Setup registers of vCPU
In this document, we will describe the configuration of vCPU registers. While registers are commonly discussed collectively, there are various types of registers, making it complex to determine how to set each of them. The content related to registers explained in this document focuses solely on the aspect of starting a virtual machine (VM). Additionally, as we want to boot the Guest OS in 64-bit mode, we will briefly explain some settings required for transitioning to 64-bit mode and the associated paging.
Setup vCPU general-purpose registers
Configuration of the vCPU's general-purpose registers can be done through the KVM set_regs
API. For this example, we will set the values of the registers as follows (detailed explanations of each register are omitted):
Register | Value | Meaning |
---|---|---|
RFLAGS | 2 | The bit at 0x02 must be set as a reserved bit |
RIP | KERNEL START ADDRESS (0x0100_0000 ) | Address of the entry point obtained from the ELF |
RSP | BOOT STACK POINTER (0x8ff0 ) | Address of the Stack Pointer used during boot |
RBP | BOOT STACK POINTER (0x8ff0 ) | Set to match RSP before boot processing |
RSI | boot_params ADDRESS (0x7000 ) | Address where boot_params information is stored |
The RIP should store the instruction start address when the vCPU is launched. In this case, we specify the address of the kernel's entry point. Since we plan to execute in 64-bit Long Mode, RIP's address will be treated as a virtual memory address. However, to implement Paging with Identity Mapping, the virtual memory address will be equal to the physical memory address. For RSP and RBP, we put the addresses necessary for the boot stack. These values can be obtained from available memory. RSI should contain the address where the boot_params
structure is stored. ToyVMM is created by mimicking Firecracker's values, so the address values stored in RSP, RBP, and RSI are mimicked from Firecracker.
Setup vCPU special registers
Configuration of vCPU special registers can be done through the KVM set_sregs
API. In this section, we will focus on the registers that are actually configured while briefly mentioning the background. The following explanations may introduce some unfamiliar terms. If you encounter such terms, please take the time to look them up.

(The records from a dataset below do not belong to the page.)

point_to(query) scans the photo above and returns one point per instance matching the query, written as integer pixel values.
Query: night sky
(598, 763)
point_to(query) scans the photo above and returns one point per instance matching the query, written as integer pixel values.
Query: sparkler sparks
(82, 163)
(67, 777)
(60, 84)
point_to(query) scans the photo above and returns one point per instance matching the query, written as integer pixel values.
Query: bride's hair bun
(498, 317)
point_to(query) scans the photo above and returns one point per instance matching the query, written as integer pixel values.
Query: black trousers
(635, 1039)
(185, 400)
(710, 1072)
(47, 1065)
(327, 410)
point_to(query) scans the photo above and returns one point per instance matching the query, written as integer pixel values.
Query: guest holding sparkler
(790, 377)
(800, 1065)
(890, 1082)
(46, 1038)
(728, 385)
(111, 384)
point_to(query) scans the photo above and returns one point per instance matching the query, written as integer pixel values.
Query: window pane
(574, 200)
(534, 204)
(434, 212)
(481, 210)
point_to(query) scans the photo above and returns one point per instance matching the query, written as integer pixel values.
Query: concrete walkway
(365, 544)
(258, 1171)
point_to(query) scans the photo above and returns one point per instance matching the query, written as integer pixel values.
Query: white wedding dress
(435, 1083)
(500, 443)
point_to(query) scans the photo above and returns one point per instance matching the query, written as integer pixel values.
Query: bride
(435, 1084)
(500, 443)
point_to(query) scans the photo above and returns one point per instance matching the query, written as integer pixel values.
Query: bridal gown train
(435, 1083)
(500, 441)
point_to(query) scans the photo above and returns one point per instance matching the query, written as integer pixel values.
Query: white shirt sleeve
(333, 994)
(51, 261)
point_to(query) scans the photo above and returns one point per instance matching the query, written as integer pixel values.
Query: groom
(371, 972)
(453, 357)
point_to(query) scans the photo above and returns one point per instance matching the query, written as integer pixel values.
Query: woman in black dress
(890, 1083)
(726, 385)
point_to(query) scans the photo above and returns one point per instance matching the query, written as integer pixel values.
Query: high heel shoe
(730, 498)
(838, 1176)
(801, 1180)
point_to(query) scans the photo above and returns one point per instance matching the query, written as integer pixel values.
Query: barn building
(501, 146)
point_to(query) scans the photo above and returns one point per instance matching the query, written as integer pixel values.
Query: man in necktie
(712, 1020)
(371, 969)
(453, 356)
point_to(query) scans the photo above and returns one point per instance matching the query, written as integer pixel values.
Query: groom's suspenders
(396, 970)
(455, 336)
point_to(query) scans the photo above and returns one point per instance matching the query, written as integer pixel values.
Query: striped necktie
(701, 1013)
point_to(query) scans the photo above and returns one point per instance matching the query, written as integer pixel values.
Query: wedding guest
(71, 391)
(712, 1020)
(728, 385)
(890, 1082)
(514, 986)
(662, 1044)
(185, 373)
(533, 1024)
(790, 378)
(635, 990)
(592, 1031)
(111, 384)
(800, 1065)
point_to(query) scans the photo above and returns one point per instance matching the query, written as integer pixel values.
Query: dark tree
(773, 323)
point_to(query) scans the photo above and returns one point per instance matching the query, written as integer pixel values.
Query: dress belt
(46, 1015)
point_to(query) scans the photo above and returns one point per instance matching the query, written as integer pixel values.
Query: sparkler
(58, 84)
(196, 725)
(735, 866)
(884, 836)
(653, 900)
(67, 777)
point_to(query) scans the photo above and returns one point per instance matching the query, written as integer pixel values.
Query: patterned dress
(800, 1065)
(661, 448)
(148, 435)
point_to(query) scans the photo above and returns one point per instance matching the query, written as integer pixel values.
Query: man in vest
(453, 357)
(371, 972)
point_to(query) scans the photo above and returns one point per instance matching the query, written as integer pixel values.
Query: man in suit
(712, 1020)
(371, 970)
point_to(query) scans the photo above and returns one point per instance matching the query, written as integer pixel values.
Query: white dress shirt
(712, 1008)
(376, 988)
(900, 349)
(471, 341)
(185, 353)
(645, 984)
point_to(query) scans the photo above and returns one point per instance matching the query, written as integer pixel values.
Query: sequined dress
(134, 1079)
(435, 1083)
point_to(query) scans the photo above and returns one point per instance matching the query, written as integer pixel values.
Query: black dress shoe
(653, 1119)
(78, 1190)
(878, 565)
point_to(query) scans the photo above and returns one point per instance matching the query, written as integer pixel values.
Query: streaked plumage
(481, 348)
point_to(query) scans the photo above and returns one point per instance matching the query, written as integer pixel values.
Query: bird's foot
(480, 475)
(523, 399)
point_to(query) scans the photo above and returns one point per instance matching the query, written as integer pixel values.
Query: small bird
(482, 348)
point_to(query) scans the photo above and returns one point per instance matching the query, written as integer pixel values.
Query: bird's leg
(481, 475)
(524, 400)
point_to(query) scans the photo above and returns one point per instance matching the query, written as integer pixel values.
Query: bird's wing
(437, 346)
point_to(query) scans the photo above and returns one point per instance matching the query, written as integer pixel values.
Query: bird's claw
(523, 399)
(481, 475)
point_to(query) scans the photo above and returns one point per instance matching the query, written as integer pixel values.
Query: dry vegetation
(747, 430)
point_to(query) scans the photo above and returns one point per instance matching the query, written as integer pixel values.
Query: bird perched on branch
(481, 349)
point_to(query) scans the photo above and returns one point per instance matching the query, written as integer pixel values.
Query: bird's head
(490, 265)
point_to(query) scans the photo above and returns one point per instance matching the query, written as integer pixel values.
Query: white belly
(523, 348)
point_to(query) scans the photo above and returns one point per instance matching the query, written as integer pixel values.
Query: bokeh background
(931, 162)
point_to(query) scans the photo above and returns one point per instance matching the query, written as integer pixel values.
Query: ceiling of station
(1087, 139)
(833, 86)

IDT (Interrupt Descriptor Table)
The IDT (Interrupt Descriptor Table) is a data structure that holds information about interrupts and exceptions in Protected Mode and Long Mode. Originally, in Real Mode, there was the Interrupt Vector Table (IVT), which served the purpose of informing the CPU where the Interrupt Service Routines (ISRs) were located. In other words, it held handlers for each interrupt or exception, allowing the system to determine which handler to invoke when they occurred.

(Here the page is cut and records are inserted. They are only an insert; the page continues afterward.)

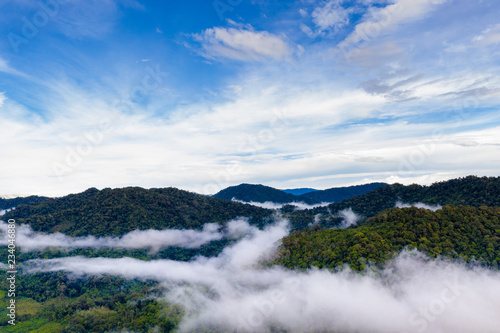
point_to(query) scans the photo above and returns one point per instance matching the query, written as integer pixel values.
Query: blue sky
(202, 95)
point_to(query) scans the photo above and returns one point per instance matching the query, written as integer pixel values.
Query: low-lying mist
(29, 240)
(236, 292)
(273, 205)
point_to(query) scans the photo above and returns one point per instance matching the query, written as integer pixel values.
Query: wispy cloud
(377, 21)
(400, 204)
(331, 15)
(242, 43)
(28, 240)
(273, 205)
(232, 292)
(489, 36)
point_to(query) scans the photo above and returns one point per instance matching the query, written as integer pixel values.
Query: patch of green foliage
(467, 191)
(114, 212)
(468, 233)
(56, 303)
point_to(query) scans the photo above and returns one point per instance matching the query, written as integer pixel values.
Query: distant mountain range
(261, 193)
(299, 191)
(118, 211)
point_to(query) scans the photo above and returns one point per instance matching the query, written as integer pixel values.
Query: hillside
(118, 211)
(338, 194)
(471, 191)
(14, 202)
(465, 232)
(299, 191)
(259, 193)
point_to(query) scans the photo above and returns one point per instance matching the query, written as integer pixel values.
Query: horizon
(206, 95)
(12, 196)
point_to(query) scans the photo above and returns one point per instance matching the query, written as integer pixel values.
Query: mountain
(471, 191)
(468, 233)
(299, 191)
(118, 211)
(338, 194)
(14, 202)
(259, 193)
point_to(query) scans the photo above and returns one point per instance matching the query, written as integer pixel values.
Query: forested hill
(118, 211)
(14, 202)
(260, 193)
(465, 232)
(338, 194)
(471, 191)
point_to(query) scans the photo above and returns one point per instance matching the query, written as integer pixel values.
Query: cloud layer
(400, 204)
(28, 240)
(233, 292)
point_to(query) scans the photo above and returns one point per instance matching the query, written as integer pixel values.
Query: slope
(465, 232)
(259, 193)
(338, 194)
(118, 211)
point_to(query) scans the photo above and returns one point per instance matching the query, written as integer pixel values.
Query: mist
(273, 205)
(400, 204)
(29, 240)
(235, 292)
(349, 218)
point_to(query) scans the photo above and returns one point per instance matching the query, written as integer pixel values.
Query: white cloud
(331, 15)
(489, 36)
(378, 21)
(273, 205)
(243, 44)
(232, 292)
(28, 240)
(349, 218)
(400, 204)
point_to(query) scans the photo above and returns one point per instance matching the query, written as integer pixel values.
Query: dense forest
(118, 211)
(14, 202)
(338, 194)
(471, 191)
(464, 232)
(260, 193)
(467, 228)
(56, 303)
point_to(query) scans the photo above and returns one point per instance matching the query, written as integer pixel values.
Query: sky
(202, 95)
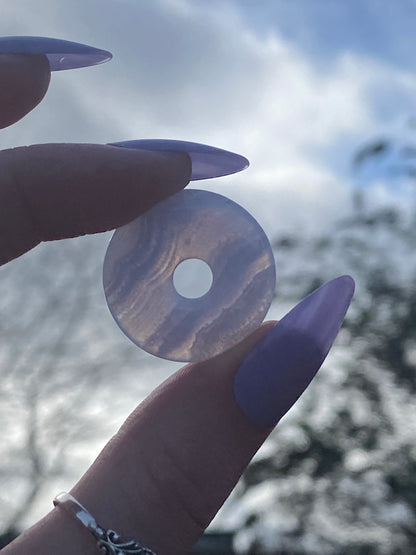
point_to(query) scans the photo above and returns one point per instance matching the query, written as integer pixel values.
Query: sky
(296, 86)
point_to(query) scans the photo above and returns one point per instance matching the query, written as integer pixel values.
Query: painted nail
(62, 54)
(207, 161)
(281, 366)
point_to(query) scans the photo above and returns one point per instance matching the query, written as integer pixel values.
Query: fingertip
(24, 82)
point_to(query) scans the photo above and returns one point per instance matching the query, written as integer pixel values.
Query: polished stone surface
(141, 259)
(207, 161)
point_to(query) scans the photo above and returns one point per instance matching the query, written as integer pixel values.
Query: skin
(168, 470)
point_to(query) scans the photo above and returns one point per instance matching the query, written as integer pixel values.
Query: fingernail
(207, 161)
(62, 54)
(281, 366)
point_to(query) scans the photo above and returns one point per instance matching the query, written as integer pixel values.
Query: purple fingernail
(62, 54)
(281, 366)
(207, 161)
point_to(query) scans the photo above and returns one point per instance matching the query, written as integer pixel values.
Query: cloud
(185, 70)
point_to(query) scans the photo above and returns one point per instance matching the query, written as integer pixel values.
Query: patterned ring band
(108, 541)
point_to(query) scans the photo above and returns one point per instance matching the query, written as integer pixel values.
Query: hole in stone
(192, 278)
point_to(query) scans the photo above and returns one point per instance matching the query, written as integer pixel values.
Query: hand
(166, 473)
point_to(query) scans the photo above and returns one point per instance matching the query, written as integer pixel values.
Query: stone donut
(143, 255)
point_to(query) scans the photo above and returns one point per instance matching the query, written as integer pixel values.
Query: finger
(54, 191)
(24, 80)
(167, 472)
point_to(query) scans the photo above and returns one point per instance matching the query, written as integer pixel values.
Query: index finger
(54, 191)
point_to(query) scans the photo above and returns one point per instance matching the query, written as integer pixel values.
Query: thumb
(24, 80)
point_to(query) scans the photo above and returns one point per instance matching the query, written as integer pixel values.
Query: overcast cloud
(219, 73)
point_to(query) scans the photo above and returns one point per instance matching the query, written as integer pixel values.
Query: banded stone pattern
(141, 260)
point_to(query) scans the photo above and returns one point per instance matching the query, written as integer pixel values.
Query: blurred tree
(60, 364)
(339, 474)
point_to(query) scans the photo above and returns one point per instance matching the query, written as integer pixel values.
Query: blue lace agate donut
(143, 255)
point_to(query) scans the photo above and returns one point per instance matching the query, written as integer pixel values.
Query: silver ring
(108, 541)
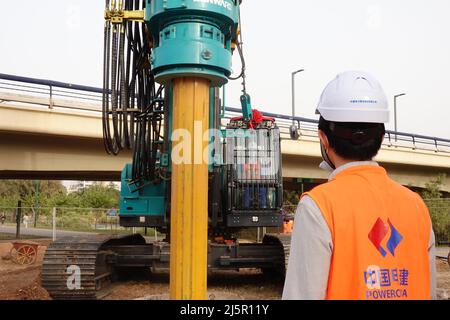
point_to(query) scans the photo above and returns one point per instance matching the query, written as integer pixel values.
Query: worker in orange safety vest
(361, 235)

In Protected Mode and Long Mode, the address representation is different from Real Mode, so IDT is a mechanism that provides similar capabilities but adapted to these modes. The IDT is a table with a maximum of 255 entries, and the IDT's address needs to be set in the IDTR register. When an interrupt occurs, the CPU references the IDT from the IDTR value and executes the specified interrupt handler.
According to the 64-bit Boot Protocol, interrupts should be set to "Disabled." Therefore, the IDT-related configuration is omitted in the ToyVMM (Firecracker) implementation, and we won't delve into the details of the IDT here.

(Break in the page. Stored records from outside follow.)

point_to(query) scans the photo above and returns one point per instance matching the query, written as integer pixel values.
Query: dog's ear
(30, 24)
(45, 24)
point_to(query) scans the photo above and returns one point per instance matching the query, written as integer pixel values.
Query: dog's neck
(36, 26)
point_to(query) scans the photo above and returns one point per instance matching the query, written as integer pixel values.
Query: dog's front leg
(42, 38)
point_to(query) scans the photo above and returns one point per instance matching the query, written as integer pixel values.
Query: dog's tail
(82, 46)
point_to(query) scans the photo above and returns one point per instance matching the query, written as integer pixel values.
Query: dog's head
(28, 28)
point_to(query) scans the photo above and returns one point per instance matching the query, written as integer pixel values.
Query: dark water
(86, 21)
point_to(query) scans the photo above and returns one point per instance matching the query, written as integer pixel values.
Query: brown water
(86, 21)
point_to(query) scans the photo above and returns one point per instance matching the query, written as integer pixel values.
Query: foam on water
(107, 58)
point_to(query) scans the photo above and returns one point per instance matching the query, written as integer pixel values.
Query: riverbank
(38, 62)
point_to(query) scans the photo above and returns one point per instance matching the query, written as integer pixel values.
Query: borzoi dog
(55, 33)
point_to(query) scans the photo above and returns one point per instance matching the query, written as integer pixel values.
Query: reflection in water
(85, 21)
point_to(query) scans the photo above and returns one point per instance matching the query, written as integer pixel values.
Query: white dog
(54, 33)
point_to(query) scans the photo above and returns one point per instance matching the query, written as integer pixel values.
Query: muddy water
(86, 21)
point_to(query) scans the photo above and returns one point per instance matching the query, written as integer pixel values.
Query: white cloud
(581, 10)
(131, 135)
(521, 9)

Segmentation, GDT (Global Descriptor Table), LDT (Local Descriptor Table)
Before discussing GDT, let's briefly introduce segmentation. Memory segmentation is a memory management method where programs and data are managed in variable-sized blocks called segments. Segments are groups of information categorized by attributes in memory, and they are one of the memory management methods used to implement virtual memory and memory protection. In Linux, segmentation is used in conjunction with paging, assuming a flat memory model. For the rest of this discussion, we will proceed with this assumption.
The GDT (Global Descriptor Table) is a data structure used to manage memory segments. This structure closely resembles the IDT. The GDT is a table with multiple entries called Segment Descriptors, and the GDT's address needs to be set in the GDTR register. The entries in this table are accessed by the Segment Selector, and they provide information about which address range is covered, what operations are allowed in that region, and other details. The Segment Selector appears in Segmentation Registers and the format of each Entry in the IDT, such as the Gate Descriptor and Task State Segment. We will omit detailed explanations here, so please research further if needed.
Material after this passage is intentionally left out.